雲跳【うんちょう】

あの雲を跳び越えたなら

就活あれこれ 其の弐

2010-07-22 | 雑記
 結局のところ、二股云々で無駄に悶々していたのは本当に無駄であった。土曜日の夕方に二発目の会社から不採用の連絡が入った。
 ちょうどその日の午後のことであるが、三発目の運送会社のお達しで「運転適正検査」を受けに行った。運転業務に従事するためには、なにはともあれ、まずその適正を判断してそれから面接を行うのだという。
「運転適正検査」を受ける場所は金沢駅西口を出てすぐ目の前にある大きなビルの中であった。正直、自分みたいな奴には一生、縁もゆかりもなさそうな瀟洒なビルヂングであったのでまるっきり田舎者のように外観を仰ぎ慄き、不審者然とした挙動で恐る恐る中に入っていった。土曜日ということもあるのだろう、ビルの中はひっそりとしていた。なんだか、映画でしか見たことないようなビル内は、いったいぜんたいどこをどう進めば目的地に辿り着けるのか? 軽度の方向音痴はここでも遺憾なく発揮され、時折すれ違うスラッとしたおねぃさんやパリッとしたおじさまに不審な眼差しを浴びせられ萎縮していた。
 ようやくのことでエレベーターを見つけたものの、そこだけでエレベーターが六基くらいあって、どれに乗ればいいのか逡巡してしまう。まずもってしてこんなにエレベーターがたくさん並んでいるのを見るのはオラ初めてだってばさぁ。
 二、三度いらないところを進んだもののなんとか「適性検査」を実施しているフロアに着くと、指定された三十分前にもかかわらず、受付けをすると同時にさくさく課題を与えられた。
 一昔、いや二昔前くらいのゲームセンターにあったレースゲームのような、目の前に画面があって、もうパワーステアリングを通り越して、どうにもぐらんぐらんなハンドル、左右にボタン、右横に0から9までの数字が書かれたボタン、そして右足元にカックンカックンのアクセル。そんな装置が六つ並んでいるところに座らされ、ヘッドホンを装着させられる。
 係の人が言う「ヘッドホンから説明が流れますので、よく聴いてその指示に従っていってください」。ラジャー。
 ちょっと、詳細は省くが、まず一発目から説明をよく聴いてなかった私は係の人から怒られた。
「ちゃんと説明聴いてくださいね!」
 ら、ラジャー……。
 が、なんだかよくわからないうちに最初の検査? 試験? いやなんかゲームっぽい。それもファミコン以前の、ゲームウォッチ系。
 そういうのが、まあ何種類か、ゲームさながらレベルアップしながら行われるのだ。さて、ここで、ひとつ言っておきたいのだが私はゲームが苦手だ。まったく要領を得ないのはおろか、いったい自分が何をすればいいのかコントローラーと画面の意識が直結しないのである。そんなのだから、最終のハンドルを操作して左右の障害物に当たらずに進むという試験では、始終「障害物に当たりましたぜ」とでも言ったような「ブーブー」うるさい音がヘッドホンから鳴り響いていた。

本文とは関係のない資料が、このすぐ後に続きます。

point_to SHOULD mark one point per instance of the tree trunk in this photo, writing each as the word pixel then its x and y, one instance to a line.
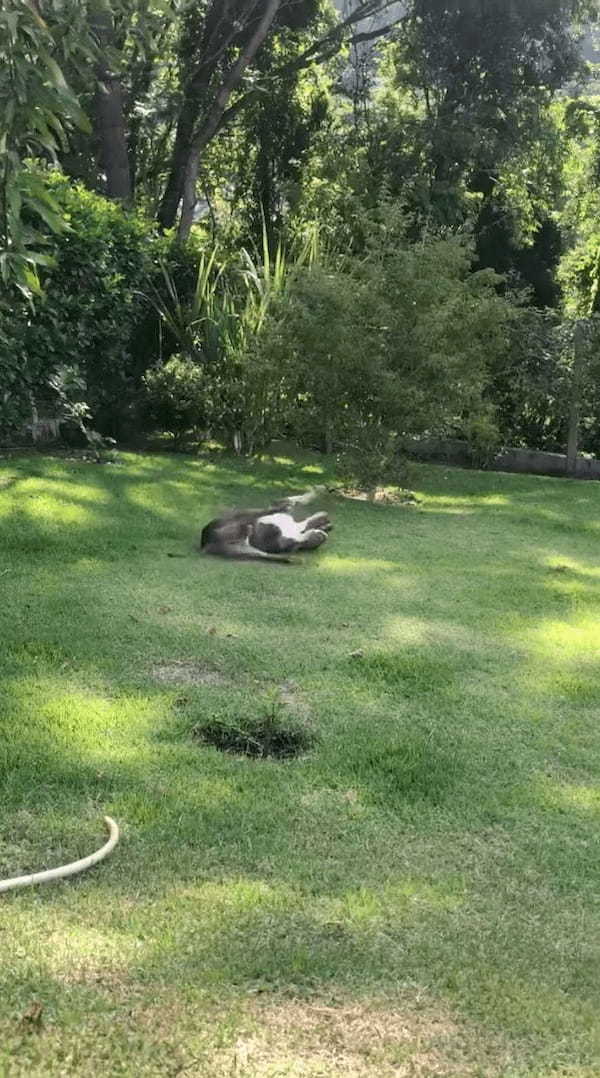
pixel 173 191
pixel 109 111
pixel 184 183
pixel 574 408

 さて、それが済むと次は視力の検査になる。視力には自信がある。近頃老眼の気味は出てきているものの両目とも2.0を自負している。
 まず最初のオーソドックスな視力検査はなんなくパスした。次に名前は忘れたが三本の線が一直線になったらボタンを押す、という検査があって「やったことあります?」と訊かれて「ああ、なんとなく」と言ったのがいけなかった。はっきりいって、座ったはいいがわけがわからなくってただぼんやりしていたら係の人に怒られた。
「だから、わからないんならちゃんと説明聴いてくださいね!」
 あい、すみまてん……。
 ともあれそんなこんなで視力のほうも済み、次は筆記試験。これはまあ、性格だのなんだの、一種の心理試験というか性格判断みたいなものであるので、多少の嘘と正直さでいい人をアピールしておいた。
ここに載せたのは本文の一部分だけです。